Somos todos filósofos: temos algumas filosofias pessoais que nos ajudam a atravessar a vida.

Iphigénie Marcoux-Fortier: Você havia descrito na crítica a nossa intenção de fazer conviver os temas grandiosos e as conversas pequenas; o cotidiano e o banal. Essa era a ideia mais importante para a gente: cada um tem sua experiência, seu pensamento. Somos todos filósofos: temos algumas filosofias pessoais que nos ajudam a atravessar a vida. Isso ajuda a enfrentar a banalidade e o absurdo do cotidiano. O contexto do mês de novembro, por ser pouco tempo antes do Natal, traz a ideia da transformação e de uma melancolia. Sentimos isso como um direito, algo natural e, portanto, nada dramático. Há o contexto do ambiente, das luzes: quanto mais nos aproximamos do Natal, mais as ruas se iluminam, e os lugares se transformam. Passamos de um contexto mais sombrio e vazio à neve que cai, às luzes e decorações que chegam, além dos desfiles que apresentamos no filme. Isso é um belo símbolo de resistência das pessoas.
O filme possui certa candura, ao tentar iluminar a parte sombria que existe nas pessoas. Além disso, fizemos encontros inimagináveis. A penúltima pessoa com quem conversamos possui uma doença, a Síndrome do Encarceramento. Ele está fechado sobre si mesmo. A maneira que ele tem de falar sobre o retorno ao movimento, através da experiência física e corporal, junto à força espiritual e à relação com os outros, já simboliza certa luz. Essa iluminação vinha dos lugares onde menos esperamos. É um equilíbrio delicado.

Novembro me parece ainda mais interessante por espelhar um tipo de documentário que raramente veríamos no Brasil. Aqui, é mais comum encontrar filmes com um “grande tema”: o racismo, a ditadura militar, a vida de um artista importante. Como financiaram e montaram a estrutura para produzir e exibir um filme sobre a vida cotidiana de pessoas comuns?

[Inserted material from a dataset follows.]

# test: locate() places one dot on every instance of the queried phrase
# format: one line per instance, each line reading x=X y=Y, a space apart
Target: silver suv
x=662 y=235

Iphigénie Marcoux-Fortier: Foi complicado produzir esse filme no Canadá. Mesmo assim, temos a sorte de ser também produtoras, com nossa empresa, Les Glaneuses. As duas possibilidades, como diretoras e produtoras, nos abrem vias diferentes para viabilizar os projetos. O Conselho das Artes financia os artistas, enquanto a SODEC (Sociedade de Desenvolvimento de Empresas Culturais) financia as empresas culturais. Com muita persistência, finalmente conseguimos completar o financiamento do documentário. É sempre um exercício complexo. Mesmo assim, temos a consciência de que possuímos muito mais recursos do que a maioria dos países. Ainda somos privilegiadas.